On October 25, 2016 the Financial Crimes Enforcement Network (FinCEN) issued an advisory to financial institutions on cyber-events and cyber-enabled crime. Cybercriminals target the financial system to defraud financial institutions and their customers and to further other illegal activities. Financial institutions can play an important role in protecting the U.S. financial system from these threats. In addition to the advisory, FinCEN issued Frequently Asked Questions (FAQs) regarding the reporting of cyber-events, cyber-enabled crime, and cyber-related information through Suspicious Activity Reports. Some states followed this action.

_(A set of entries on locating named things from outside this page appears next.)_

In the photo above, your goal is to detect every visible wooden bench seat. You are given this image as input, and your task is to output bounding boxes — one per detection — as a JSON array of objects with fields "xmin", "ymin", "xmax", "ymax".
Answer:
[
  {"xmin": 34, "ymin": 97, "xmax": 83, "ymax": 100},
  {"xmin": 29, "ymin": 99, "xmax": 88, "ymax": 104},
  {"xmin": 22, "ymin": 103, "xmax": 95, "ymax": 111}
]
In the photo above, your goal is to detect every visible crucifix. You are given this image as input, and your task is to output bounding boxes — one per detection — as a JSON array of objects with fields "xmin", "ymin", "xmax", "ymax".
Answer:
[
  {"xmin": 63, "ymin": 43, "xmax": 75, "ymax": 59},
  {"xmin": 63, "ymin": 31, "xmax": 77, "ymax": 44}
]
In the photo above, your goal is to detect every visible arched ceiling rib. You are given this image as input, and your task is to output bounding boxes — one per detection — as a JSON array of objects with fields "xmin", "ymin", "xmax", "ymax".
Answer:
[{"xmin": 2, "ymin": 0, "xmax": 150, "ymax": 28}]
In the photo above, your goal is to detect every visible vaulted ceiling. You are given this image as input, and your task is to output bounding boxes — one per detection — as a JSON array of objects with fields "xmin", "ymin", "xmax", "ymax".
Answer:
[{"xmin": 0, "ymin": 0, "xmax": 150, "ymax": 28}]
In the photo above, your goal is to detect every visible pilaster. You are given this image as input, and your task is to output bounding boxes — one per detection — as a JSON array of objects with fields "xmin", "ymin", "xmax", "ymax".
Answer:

For example, the New York State Department of Financial Services (DFS) updated its proposed first-in-the-nation cybersecurity regulation to protect New York State from the ever-growing threat of cyber-attacks. The proposed regulation, which was announced on December 28, 2016 and will be effective March 1, 2017, will require banks, insurance companies, and other financial services institutions regulated by DFS to establish and maintain a cybersecurity program designed to protect consumers and ensure the safety and soundness of New York State’s financial services industry.
New Payment Systems
Blockchains are beginning to become notably coveted within the financial services industry due to their ability to increase security while also increasing transparency at a much faster and more cost-effective rate than previous, lesser-developed methods, which include the use of multiple ledgers and intermediaries. While Bitcoin was once seen as a hazard within the financial services industry due to its ties to criminal activity, the most recent trend within this industry is the adoption of Blockchain technology due to its efficiency and ability to offer innovative ways to perform daily activities. While the upside is high, authorities are still trying to understand the risks. With anonymity playing a key role in conducting transactions using the Blockchain technology, money laundering has become a key concern which needs to be addressed as part of financial service provider’s anti-money laundering (AML) program.